* ....struggles for bodily autonomy and healthcare equality*
People in the UK with trans identities have as much bodily autonomy and access to free healthcare as those without. The Cass proposes that the healthcare provided to trans people meets the same quality standards as all other areas of healthcare. The healthcare provided by the Tavi fell short of those standards.
Across all medical fields in the NHS, HCPs are gatekeepers of treatment, this is a fundamental role they hold to protect patients. It's not authoritarian, paternalistic or transphobic - this applies to every NHS patient. HCPs may offer no treatment, one treatment or a choice between treatments. This depends on evidenced based clinical reasoning.
They are right to say that they have lost something, but they shouldn't have had it in the first place and this is being corrected.
I guess an extreme liberal might argue that all healthcare is oppressive in that individuals don't get to make their own choice about what treatments they can access. It isn't reasonable to claim that this 'oppression' is limited to trans people only.
I keep hearing that 'cis children' are offered puberty blockers and this presents clear evidence of discrimination. This is as ridiculous as citing discrimination and bigotry that cis cancer patients are offered chemotherapy but cancer free trans patients aren't, despite wanting it.
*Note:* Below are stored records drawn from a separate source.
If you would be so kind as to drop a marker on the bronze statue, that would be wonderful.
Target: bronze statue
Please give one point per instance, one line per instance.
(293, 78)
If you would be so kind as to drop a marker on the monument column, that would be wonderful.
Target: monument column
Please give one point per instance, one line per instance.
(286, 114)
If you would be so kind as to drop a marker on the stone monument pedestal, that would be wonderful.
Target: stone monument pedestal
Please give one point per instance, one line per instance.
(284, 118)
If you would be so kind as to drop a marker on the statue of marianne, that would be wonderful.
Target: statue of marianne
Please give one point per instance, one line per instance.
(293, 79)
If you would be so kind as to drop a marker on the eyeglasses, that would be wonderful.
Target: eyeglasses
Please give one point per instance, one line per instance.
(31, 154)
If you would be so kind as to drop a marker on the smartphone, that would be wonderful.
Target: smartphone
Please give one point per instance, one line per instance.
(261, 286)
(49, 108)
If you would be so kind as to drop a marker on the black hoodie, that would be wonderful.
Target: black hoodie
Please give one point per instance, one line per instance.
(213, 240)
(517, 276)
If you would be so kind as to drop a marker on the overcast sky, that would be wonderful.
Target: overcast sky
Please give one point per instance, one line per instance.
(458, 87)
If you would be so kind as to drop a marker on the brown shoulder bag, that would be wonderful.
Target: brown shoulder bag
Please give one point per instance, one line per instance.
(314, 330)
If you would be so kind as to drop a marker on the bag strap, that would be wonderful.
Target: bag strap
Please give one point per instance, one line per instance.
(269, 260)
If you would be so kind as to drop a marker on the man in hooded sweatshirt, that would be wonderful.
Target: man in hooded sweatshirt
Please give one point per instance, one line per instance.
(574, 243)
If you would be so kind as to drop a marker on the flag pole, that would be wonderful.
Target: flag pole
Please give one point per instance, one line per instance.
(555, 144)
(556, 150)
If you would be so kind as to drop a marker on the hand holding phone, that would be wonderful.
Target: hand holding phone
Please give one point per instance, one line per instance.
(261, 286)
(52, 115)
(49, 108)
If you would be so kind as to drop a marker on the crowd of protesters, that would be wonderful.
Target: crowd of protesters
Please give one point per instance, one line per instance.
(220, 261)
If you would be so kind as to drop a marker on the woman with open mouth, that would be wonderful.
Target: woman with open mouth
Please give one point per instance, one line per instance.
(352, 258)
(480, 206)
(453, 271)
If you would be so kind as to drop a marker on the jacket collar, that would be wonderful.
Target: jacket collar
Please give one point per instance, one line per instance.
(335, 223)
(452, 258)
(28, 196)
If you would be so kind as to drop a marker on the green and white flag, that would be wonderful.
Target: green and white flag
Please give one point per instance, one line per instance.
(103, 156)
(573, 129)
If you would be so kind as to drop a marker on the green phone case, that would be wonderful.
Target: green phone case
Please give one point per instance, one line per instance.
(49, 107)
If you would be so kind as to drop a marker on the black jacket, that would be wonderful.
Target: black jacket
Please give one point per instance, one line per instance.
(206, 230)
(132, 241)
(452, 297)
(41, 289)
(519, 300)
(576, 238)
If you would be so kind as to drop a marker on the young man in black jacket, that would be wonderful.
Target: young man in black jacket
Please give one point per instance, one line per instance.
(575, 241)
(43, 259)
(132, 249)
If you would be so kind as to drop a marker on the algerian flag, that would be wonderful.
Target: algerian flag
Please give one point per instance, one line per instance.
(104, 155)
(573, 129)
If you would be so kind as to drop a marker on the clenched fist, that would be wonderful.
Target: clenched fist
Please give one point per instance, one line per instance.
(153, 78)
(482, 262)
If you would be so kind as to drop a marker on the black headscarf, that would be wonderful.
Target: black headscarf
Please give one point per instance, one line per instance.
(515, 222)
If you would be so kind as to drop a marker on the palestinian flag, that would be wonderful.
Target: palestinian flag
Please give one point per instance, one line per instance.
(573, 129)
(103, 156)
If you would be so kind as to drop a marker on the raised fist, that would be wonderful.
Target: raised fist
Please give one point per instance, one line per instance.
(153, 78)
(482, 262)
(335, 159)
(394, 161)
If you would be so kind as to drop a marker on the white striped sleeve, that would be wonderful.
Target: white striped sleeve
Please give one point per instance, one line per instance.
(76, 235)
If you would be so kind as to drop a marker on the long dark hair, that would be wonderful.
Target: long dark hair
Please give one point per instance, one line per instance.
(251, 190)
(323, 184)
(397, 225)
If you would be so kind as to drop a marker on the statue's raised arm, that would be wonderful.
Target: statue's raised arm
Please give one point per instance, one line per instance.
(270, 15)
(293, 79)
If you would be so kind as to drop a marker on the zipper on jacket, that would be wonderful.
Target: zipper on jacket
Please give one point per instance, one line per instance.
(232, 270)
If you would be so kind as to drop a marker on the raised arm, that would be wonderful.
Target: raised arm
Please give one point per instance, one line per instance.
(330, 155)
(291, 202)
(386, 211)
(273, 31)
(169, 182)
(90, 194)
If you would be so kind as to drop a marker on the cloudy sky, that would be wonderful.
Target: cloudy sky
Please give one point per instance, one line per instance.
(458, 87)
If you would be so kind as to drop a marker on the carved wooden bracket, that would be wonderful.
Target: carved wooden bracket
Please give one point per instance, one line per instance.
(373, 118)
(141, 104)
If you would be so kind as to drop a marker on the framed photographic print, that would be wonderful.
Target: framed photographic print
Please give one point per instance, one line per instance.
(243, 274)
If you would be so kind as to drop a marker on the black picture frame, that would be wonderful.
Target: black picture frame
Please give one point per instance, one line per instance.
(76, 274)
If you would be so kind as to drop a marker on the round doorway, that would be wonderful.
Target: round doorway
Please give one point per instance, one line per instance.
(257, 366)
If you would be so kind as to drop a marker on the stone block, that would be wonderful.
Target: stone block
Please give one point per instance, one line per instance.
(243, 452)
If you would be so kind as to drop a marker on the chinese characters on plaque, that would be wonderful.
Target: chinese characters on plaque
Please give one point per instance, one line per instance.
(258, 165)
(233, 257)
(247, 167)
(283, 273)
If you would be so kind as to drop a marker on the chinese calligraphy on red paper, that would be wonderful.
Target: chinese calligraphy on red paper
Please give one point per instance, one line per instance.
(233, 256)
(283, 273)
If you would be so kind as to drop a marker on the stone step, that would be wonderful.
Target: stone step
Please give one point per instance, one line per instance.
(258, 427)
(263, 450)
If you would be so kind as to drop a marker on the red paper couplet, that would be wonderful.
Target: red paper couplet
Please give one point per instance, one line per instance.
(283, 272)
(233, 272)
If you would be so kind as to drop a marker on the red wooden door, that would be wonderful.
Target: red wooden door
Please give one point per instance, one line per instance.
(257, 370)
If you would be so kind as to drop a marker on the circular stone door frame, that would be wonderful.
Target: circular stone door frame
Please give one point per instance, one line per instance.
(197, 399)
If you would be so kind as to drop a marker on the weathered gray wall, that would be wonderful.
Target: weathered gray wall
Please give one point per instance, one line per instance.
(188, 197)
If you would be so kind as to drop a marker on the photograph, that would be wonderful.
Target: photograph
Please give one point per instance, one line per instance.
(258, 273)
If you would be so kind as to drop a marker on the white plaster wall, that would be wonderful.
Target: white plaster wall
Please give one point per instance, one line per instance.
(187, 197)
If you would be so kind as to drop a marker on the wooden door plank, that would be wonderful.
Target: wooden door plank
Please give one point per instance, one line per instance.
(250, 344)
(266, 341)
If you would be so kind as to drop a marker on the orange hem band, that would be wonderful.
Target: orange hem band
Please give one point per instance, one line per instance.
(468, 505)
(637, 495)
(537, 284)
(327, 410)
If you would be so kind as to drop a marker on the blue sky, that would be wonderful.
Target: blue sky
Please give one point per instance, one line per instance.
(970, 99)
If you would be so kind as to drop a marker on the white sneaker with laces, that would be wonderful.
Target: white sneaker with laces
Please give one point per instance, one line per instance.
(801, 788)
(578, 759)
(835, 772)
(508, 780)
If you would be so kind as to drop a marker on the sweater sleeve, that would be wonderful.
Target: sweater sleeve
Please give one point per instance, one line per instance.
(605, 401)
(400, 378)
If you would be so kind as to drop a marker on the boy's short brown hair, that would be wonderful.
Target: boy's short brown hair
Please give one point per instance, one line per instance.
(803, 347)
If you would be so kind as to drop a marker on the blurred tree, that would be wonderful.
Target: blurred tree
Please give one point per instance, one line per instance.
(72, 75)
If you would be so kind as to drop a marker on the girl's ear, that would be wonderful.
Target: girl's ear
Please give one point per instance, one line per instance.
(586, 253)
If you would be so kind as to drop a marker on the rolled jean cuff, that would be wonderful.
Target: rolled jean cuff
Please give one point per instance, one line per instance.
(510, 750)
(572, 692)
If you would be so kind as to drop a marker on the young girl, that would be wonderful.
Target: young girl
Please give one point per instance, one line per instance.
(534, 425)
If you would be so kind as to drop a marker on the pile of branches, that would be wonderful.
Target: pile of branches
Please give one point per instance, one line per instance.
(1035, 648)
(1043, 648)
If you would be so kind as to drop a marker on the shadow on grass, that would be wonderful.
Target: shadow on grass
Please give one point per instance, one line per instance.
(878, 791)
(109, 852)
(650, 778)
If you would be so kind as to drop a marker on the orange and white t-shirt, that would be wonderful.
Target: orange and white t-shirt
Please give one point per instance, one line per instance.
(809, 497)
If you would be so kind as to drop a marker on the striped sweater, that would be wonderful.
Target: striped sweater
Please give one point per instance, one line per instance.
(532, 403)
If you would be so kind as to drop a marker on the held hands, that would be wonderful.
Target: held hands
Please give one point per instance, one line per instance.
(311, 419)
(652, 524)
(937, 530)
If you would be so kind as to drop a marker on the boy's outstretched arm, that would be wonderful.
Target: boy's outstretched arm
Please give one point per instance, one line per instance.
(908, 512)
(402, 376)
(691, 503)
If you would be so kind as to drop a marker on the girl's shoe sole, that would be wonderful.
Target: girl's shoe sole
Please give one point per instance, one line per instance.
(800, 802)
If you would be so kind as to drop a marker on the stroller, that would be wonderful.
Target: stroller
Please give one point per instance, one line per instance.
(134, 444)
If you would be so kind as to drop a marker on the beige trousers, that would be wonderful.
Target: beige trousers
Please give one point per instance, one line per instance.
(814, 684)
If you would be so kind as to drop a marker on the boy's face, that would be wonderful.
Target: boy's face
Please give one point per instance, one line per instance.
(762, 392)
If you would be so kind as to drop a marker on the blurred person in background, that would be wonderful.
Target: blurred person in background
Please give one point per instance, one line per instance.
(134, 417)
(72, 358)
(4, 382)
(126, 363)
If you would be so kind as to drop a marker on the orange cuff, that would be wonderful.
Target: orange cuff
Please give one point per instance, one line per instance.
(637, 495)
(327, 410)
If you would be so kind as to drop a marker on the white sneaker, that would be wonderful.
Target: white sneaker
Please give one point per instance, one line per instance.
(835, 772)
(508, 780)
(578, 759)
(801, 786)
Money can buy you access to more treatments, in terms of speed of access and where cost is the reason for not being offered a treatment on the NHS, but it can't buy you access to treatments that have been deemed unsafe or damaging (where the known or potential risks outweigh the known or potential benefits) - well at least not when medics operate within the confines of their licences to practice.
This anger and upset has been fuelled by the Tavi's negligence to practice ethically and safely. TRAs would still have had beef that they couldn't have their treatments of choice, on demand, but they wouldn't have had the upset/ anger that comes from being given something you want (perhaps giving the impression that it is your right to have it) then it being taken away.